W homilii wygłoszone w czasie mszy św. w rzymskiej bazylice św. Pawła za Murami abp Sławoj Leszek Głódź wskazał, że biskupi często są źle rozumiani, ośmieszani, wyszydzani i oskarżani. 
- Każdy z nas na różny sposób i w różnym czasie tego doznaje lub doznawał - powiedział metropolita gdański. - Mogę to odnieść także do siebie - dodał. 
Abp Głódź podkreślił, że polscy biskupi mogą uczyć się od św. Pawła jak głosić Ewangelię, nie tracić ducha w obliczu przeciwności i służyć ludziom.

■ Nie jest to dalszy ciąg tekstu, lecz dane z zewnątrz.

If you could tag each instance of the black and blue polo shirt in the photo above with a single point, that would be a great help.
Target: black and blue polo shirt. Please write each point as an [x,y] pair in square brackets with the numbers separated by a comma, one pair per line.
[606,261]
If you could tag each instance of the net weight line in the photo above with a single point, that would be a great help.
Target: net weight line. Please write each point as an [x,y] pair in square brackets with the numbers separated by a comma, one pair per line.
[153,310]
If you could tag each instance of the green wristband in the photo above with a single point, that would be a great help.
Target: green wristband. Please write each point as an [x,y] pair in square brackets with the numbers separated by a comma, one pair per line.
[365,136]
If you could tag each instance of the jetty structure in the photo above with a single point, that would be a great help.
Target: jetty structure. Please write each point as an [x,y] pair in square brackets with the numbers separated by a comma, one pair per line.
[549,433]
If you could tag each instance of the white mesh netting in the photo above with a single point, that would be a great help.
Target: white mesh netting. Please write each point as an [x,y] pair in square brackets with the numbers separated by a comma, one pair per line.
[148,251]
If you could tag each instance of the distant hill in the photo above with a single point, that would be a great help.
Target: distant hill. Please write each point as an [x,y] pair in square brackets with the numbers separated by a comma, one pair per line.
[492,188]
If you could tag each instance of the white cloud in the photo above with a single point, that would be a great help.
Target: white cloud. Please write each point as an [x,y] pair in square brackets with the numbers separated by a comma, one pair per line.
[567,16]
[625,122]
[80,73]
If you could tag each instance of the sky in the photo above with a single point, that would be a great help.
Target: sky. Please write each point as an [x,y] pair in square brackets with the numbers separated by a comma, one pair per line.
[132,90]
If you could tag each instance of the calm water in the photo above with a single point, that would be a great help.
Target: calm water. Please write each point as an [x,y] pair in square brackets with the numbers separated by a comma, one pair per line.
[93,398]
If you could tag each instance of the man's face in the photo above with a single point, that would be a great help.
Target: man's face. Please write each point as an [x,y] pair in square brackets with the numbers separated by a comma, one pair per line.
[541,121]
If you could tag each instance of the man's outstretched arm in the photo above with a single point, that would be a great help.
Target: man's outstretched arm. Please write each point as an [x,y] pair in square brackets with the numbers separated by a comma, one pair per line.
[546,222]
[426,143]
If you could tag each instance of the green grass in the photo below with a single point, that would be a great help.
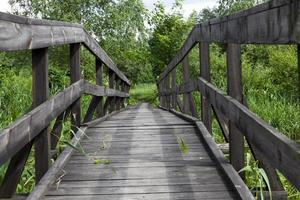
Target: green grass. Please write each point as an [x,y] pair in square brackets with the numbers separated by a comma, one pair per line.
[143,93]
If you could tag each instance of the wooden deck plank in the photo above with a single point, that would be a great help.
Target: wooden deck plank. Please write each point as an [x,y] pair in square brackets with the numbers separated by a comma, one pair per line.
[145,161]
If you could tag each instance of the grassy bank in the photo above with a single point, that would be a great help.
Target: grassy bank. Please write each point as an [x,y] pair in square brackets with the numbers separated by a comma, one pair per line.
[144,93]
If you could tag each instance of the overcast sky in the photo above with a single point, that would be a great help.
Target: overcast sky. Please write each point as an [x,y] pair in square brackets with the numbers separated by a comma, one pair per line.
[188,5]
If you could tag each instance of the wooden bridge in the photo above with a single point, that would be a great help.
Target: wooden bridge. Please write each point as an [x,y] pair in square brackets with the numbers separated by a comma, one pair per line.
[141,152]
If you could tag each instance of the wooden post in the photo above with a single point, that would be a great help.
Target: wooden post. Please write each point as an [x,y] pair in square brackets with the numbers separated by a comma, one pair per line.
[159,92]
[168,90]
[188,103]
[40,89]
[235,90]
[123,90]
[298,57]
[174,94]
[112,102]
[186,77]
[75,74]
[205,73]
[99,81]
[117,99]
[163,89]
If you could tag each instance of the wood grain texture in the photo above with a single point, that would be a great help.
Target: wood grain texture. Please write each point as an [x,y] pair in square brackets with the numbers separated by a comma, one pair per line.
[205,73]
[274,22]
[228,170]
[235,90]
[99,91]
[99,81]
[75,75]
[281,152]
[54,172]
[24,130]
[20,33]
[40,82]
[149,169]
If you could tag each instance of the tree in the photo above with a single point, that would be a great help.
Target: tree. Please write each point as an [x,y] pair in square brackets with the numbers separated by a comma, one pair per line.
[168,34]
[117,25]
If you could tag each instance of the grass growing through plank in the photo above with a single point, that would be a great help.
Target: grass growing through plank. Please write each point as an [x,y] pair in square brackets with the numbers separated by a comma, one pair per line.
[144,93]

- Kościół potrzebuje przewodników, którzy są w sposób szczególny za niego odpowiedzialni i poświęcają mu całą swoją służbę, a funkcja ta wiąże się także z koniecznością dźwigania Chrystusowego krzyża - stwierdził.

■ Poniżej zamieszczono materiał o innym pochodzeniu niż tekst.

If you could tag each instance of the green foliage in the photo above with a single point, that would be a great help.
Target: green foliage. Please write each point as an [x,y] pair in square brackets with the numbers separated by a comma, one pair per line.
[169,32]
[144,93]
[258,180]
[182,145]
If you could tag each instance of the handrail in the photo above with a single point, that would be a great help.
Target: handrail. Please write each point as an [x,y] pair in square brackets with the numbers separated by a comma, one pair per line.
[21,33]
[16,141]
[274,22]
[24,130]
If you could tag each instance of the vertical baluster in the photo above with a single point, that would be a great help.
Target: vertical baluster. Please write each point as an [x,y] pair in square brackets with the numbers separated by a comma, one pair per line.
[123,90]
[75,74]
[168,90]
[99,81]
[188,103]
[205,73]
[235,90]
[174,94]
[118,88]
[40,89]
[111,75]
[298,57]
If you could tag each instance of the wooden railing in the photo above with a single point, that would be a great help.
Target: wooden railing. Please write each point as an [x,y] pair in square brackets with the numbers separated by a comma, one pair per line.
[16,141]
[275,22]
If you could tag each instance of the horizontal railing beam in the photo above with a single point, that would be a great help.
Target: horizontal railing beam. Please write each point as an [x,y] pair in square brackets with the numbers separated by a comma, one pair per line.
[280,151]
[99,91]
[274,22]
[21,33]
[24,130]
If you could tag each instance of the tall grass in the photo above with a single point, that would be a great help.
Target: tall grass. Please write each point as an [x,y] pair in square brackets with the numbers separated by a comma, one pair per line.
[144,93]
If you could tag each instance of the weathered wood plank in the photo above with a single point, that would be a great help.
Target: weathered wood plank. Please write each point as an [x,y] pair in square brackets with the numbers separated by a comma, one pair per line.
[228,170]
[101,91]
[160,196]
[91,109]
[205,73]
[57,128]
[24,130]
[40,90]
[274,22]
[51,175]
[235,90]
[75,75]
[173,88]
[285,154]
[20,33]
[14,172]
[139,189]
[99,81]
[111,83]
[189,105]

- Przed przyjazdem do Rzymu prasa pisała, że biskupi jadą do Rzymu, gdzie papież im pogrozi palcem, a my przybyliśmy do papieża Franciszka jak do ojca - podsumował abp Głódź. We mszy św., w bazylice św. Pawła za Murami, uczestniczyli polscy biskupi składający w Watykanie wizytę ad limina Apostolorum.